Soorathep Kheawhom’s group also reported a transparent alkaline GPE film, which is polymerized by polyacrylic acid, potassium hydroxide and water as a quasi-solid electrolyteused in zinc-manganese dioxide batteries. The GPE film has high ionic conductivity, improveing the cycle life and performance of the battery. (Gaikwad et al., 2011; Lao-atiman et al., 2017).
The application of organic electrolytes in zinc ion batteries is still the least explored field in stable zinc anodes. Due to the higher thermodynamic stability of Zn to organic solvents, the application of organic solvents may reduce side reactions that may solve the lower Coulombic efficiency (CE) problem by simplifying electrochemistry at the Anode and reducing electrode passivation, thereby reducing dendrite problems.

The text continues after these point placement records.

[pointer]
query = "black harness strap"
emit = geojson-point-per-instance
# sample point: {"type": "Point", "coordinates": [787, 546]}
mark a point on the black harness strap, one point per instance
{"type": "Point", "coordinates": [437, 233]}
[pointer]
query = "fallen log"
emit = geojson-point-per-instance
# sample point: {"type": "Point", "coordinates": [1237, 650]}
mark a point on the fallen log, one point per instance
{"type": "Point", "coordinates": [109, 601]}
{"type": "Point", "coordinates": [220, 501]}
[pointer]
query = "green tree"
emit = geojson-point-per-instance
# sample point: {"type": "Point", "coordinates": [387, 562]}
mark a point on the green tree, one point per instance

Wang and colleagues reported that a highly stable and dendrite-free zinc anode was obtained by using triethyl phosphate (TEP) as a cosolvent in aqueous solution. In more than 3,000 h stable galvanized iron/zinc, CE value of 99.68%. The electrolyte and zinc ion battery of zinc anode and six iron acid potassium cyanide copper (KCuHCf) positive electrode showed a good compatibility. The full battery has longer cycle stability and higher rate performance. (Naveed et al., 2019).
However, compared with stream electrolytes, organic electrolytes are less safe, so stream electrolytes are the most widely studied. The flexible zinc ion battery also requires that the electrolyte can withstand the test of bending and folding, and has a certain self-healing ability.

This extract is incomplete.